Dr. Schmitz:  Well, I think building upon what Mary’s saying, when we treat insomnia, we really want to meet the patient where they’re at and, in some instances, patients, after our evaluation or maybe after we’ve tried some treatment strategies, are open to or have a preference for looking at more holistic mind/body strategies.  So, a lot of that comes out in just getting to know the patient and either that they’ve benefited from some of the strategies and offerings that integrative medicine has or just getting a sense of let’s try something different in an effort to reduce symptoms and help the patient sleep better.

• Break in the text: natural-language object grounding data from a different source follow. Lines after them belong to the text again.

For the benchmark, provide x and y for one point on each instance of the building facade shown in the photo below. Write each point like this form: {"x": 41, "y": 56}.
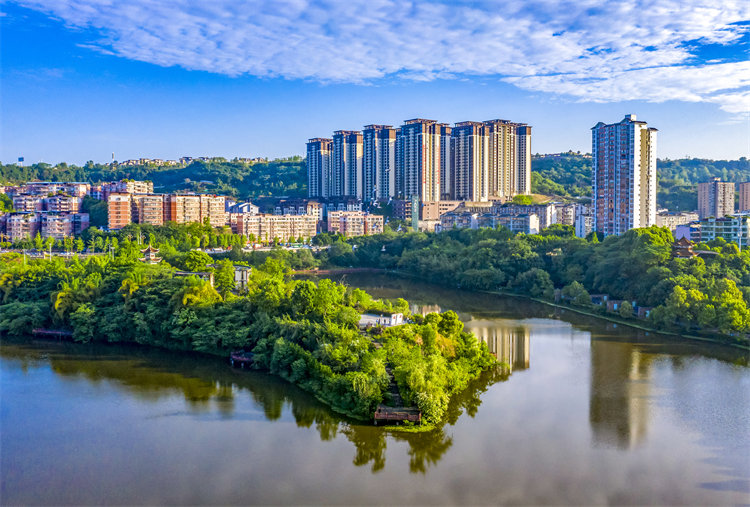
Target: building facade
{"x": 731, "y": 228}
{"x": 744, "y": 203}
{"x": 624, "y": 175}
{"x": 319, "y": 167}
{"x": 354, "y": 223}
{"x": 148, "y": 209}
{"x": 715, "y": 198}
{"x": 119, "y": 212}
{"x": 346, "y": 166}
{"x": 379, "y": 162}
{"x": 470, "y": 162}
{"x": 420, "y": 159}
{"x": 267, "y": 228}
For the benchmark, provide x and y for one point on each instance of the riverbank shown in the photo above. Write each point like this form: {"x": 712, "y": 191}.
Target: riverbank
{"x": 640, "y": 325}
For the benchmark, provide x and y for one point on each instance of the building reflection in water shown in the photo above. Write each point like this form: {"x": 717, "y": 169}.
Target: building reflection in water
{"x": 508, "y": 343}
{"x": 424, "y": 309}
{"x": 619, "y": 394}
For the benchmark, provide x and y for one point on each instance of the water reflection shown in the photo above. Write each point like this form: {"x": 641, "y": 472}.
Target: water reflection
{"x": 619, "y": 394}
{"x": 209, "y": 386}
{"x": 509, "y": 343}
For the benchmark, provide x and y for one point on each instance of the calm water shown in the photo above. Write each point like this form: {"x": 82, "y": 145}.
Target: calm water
{"x": 585, "y": 413}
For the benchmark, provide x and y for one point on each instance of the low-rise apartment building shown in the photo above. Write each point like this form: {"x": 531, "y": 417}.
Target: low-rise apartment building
{"x": 148, "y": 209}
{"x": 62, "y": 225}
{"x": 63, "y": 203}
{"x": 28, "y": 203}
{"x": 734, "y": 229}
{"x": 267, "y": 228}
{"x": 119, "y": 211}
{"x": 672, "y": 220}
{"x": 20, "y": 226}
{"x": 354, "y": 223}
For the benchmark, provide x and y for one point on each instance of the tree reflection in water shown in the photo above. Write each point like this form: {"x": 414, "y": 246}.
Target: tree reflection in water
{"x": 210, "y": 386}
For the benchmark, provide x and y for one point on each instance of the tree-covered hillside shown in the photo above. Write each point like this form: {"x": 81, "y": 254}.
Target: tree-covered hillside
{"x": 238, "y": 179}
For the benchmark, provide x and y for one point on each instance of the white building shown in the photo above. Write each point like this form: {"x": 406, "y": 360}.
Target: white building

Melanie:  Well, speak about cognitive behavioral therapy for insomnia, Dr. Mike, just a little bit and then kind of tie in how, when you talk to a patient, how you consider medication versus cognitive behavioral therapy.

Dr. Schmitz:  Great.  So, you mentioned earlier sleep hygiene and I think that’s often viewed as a common sense approach and it’s important to make a distinction between sleep hygiene and cognitive behavioral therapy.  Part of this is because there are different kinds of insomnia.  For that few nights of bad sleep or first bout of insomnia, straightening out sleep hygiene – eliminating the caffeine and doing some of those common sense things--often do work.  For the person who has chronic long-term insomnia, there are often many behavioral factors that are unintentionally learned and habits that actually make the bed not a very comfortable place for sleep.  So, we utilize strategies that may seem at the front end maybe a little bit difficult or challenging such as utilized sleep restriction therapy. We actually limit the time in bed in an effort to build sleep drive.  We deal with the negative thoughts and worries and fears that often are automatically provoked when the patient gets into bed.  We’ll adjust the timing of their sleep because we want to make sure that the biological rhythms inherent to a particular patient match up with their sleep schedule. Then, we deal with some of the day-to-day things that occur in life that can interrupt sleep and change those so that sleep can be more continuous.  Sleep medications are not necessarily the first line and patients who are typically considered for sleep medications are those that might have significant stress or strain on a short-term basis where a week or two of sleep medication might be the thing they need to get over the initial challenge or stress or medical problem that confronts them.  But, as a long-term strategy, sleep medications are typically not the best strategy unless there’s a long term chronic medical problem that’s determined to exist where a medication might be a longer term approach.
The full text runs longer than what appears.